Not too long ago, our family had a season of summer vacations to national parks. Every other year we made a road trip to one of the great ones: Big Bend, the Grand Canyon, Yellowstone and the Grand Tetons. It was the right time for us to do this- three of our four kids then were boys, ages ten down to four when we started. They needed active summer adventures. We wanted something restorative and quiet. We also wanted to show all four some of the big, beautiful world God the Father has created for his beloved children.
The parks did not disappoint. The kids have great memories of extreme (to us) hikes and heights like we’d never experienced. Above all, the trips were special times together as a family and special times of an easy and natural closeness to God, latent in His creation. Despite some physical aches and pains, my husband and I came home feeling renewed in body and soul, feeling … loved, children ourselves of a God who bestows such achingly beautiful gifts: time-chiseled canyons of rock of every color, vast wildernesses smelling of pine and water and teeming with animal life, snow-capped mountains towering over shimmering lakes.

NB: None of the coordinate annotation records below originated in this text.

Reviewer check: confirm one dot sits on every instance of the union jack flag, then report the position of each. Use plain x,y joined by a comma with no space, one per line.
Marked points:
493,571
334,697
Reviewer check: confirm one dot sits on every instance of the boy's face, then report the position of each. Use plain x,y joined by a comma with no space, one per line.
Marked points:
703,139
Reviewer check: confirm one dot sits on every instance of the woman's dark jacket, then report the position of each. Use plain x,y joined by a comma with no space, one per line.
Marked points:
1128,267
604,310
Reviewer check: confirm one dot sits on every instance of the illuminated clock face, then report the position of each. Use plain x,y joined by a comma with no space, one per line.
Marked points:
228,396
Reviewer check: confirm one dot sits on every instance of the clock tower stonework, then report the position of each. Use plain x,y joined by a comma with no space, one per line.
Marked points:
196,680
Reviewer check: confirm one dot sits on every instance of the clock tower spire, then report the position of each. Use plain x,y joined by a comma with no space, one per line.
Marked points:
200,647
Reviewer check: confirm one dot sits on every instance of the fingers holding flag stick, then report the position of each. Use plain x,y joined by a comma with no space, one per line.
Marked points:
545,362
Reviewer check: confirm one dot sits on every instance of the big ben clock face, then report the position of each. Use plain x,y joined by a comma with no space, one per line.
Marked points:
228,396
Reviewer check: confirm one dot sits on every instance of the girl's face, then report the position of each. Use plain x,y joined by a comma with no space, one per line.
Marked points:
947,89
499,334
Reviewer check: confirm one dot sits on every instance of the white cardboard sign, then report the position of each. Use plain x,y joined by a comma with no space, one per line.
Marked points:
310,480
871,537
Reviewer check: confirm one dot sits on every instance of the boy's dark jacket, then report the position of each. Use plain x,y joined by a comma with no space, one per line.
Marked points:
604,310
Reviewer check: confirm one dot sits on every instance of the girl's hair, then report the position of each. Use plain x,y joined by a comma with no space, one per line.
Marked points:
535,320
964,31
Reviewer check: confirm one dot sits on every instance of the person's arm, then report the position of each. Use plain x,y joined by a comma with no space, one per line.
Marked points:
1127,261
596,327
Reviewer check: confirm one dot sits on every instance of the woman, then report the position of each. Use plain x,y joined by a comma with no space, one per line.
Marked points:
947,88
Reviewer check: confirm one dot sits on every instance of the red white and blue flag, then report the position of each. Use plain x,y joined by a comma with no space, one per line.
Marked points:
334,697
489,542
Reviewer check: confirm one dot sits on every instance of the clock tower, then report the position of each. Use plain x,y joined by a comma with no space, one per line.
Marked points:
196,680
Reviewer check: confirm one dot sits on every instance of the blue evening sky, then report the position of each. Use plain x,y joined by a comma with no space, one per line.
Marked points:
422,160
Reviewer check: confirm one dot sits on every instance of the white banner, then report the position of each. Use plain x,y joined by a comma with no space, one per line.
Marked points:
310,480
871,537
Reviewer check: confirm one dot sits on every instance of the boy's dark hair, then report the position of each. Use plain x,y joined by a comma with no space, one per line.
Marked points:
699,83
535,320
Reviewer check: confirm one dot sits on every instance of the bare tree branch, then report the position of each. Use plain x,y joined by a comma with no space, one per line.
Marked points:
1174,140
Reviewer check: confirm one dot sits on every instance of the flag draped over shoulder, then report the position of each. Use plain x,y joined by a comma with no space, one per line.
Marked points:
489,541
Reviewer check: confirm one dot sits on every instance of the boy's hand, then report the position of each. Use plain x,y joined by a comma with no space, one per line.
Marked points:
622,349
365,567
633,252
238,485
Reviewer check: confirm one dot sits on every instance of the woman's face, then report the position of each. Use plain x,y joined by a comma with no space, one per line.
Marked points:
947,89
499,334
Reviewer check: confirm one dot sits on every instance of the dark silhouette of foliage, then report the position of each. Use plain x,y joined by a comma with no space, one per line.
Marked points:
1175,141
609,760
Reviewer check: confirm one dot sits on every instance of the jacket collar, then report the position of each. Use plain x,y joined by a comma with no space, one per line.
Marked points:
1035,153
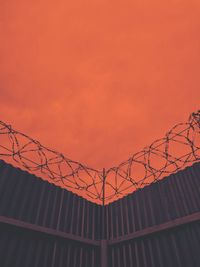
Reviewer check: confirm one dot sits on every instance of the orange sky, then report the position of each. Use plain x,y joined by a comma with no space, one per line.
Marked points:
98,80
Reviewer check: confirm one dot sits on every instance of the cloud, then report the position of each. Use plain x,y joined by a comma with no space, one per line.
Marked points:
99,81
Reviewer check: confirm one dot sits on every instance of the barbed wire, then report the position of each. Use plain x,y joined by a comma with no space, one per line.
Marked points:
177,149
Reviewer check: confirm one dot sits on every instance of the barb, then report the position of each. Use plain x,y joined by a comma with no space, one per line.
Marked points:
180,147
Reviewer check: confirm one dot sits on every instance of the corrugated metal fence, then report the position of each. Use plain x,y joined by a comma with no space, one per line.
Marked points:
43,225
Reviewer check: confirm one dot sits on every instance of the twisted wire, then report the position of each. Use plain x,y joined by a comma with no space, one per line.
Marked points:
179,148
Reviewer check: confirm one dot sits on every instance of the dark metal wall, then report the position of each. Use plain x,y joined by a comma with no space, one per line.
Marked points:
26,198
22,248
173,197
179,247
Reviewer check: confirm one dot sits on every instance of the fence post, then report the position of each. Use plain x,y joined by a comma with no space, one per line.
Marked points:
104,186
104,242
104,253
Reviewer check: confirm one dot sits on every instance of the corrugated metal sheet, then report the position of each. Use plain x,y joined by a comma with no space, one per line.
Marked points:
175,248
173,197
21,248
27,198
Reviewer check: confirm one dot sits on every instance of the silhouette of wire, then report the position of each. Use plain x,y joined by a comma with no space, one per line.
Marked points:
176,150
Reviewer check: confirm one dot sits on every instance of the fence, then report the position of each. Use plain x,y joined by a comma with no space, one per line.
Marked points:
44,225
179,148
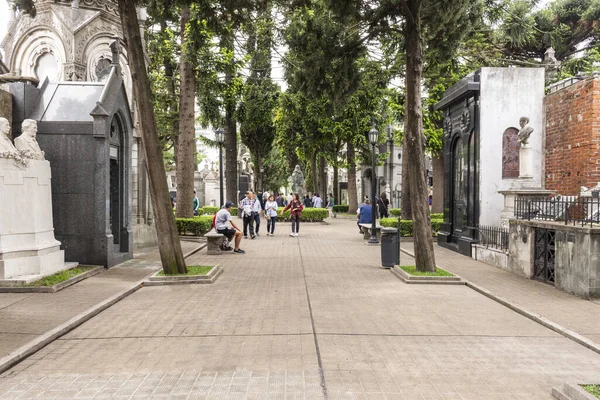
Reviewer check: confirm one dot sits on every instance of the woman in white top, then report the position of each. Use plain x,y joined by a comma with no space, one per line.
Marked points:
271,215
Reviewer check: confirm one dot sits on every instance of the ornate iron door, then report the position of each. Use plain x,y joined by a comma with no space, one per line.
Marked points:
544,256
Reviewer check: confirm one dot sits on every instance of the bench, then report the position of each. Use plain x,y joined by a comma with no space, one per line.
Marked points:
214,240
367,231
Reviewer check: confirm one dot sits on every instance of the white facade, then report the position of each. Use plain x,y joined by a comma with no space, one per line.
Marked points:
506,95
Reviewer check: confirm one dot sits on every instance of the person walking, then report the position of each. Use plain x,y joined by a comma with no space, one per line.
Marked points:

In such blessed moments, it is easy to echo St. Francis’ exuberant “Canticle of the Creatures,” ‘Praise be to you, my Lord, through our Sister, Mother Earth, who sustains and governs us…
Praised be you, my Lord, with all your creatures,
Especially Sir Brother Sun,
who is the day and through whom you give us light.
And he is beautiful and radiant with great splendor;
And bears a likeness of you, Most High.
Creation reveals the Creator and draws us into relationship with Him, as children of a loving Father. For myself, continued connection to the natural world shines a brighter light on the beauty of its cosmic design and the simplicity of its innate order, as well as keeps me grateful for the gifts my Father’s creation continues to bestow- each cycle of my fertility, each developmental milestone of our toddler’s life, the rain each fall after summers of earth-scorching heat, the wildflowers that burst forth in color against the horizon each spring.
Pope Francis echoed the language of St. Francis’ Canticle with the title of his encyclical on the environment- “Laudato Si,” Italian for “Praised be you.” This is not surprising from a pope who took his papal name from the same St. Francis of Assisi. In English, the content of the encyclical is more easily understood by its subtitle, “On Care for Our Common Home.” The encyclical covers a broad spectrum- from a review of the ecological situation of the current time to a synopsis of the consistent teachings of the Catholic Church on stewardship of the earth, to a challenge to live an integral ecology which recognizes the interrelatedness of respect for human life and respect for the environment in which humans live. While sweeping in scope and ambitious in challenge, Pope Francis’ fundamental message is a simple one. Protect life, beginning with human life. Preserve that which sustains life.
His connections are most clear to me when he uses the language of gift: “… creation can only be understood as a gift from the outstretched hand of the Father of all, and as a reality illuminated by the love which calls us together in universal communion” (76).
Married sexuality with its power to co-create life is one of the greatest gifts within the gift of human life. The sympto-thermal method of natural family planning is a model of integral ecology practically lived by married couples. It begins with an appreciation for the gifts of a woman’s fertility and a couple’s sexuality. It’s respectful of human life from the moment of conception and cares for the earth that sustains life. It’s clean family planning for women that supports the healthy process of ovulation. It’s green family planning because there’s no prophylactic trash or hormone-tainted water supply. There’s not necessarily any waste other than paper charts and a thermometer every decade. Human resources are developed throughout the process.
For fifty years, CCL has supported married couples in family planning that is natural, effective, healthy, and consistent with God’s plan for life, love, and marriage. For fifty years, CCL has promoted an integral ecology, before the phrase was even coined. For fifty years, CCL has protected human life and preserved the earth that sustains it. St. Francis, on your feast day and every day, pray for married couples living natural family planning together. And… Laudato Si, loving Creator and Sustainer of all life.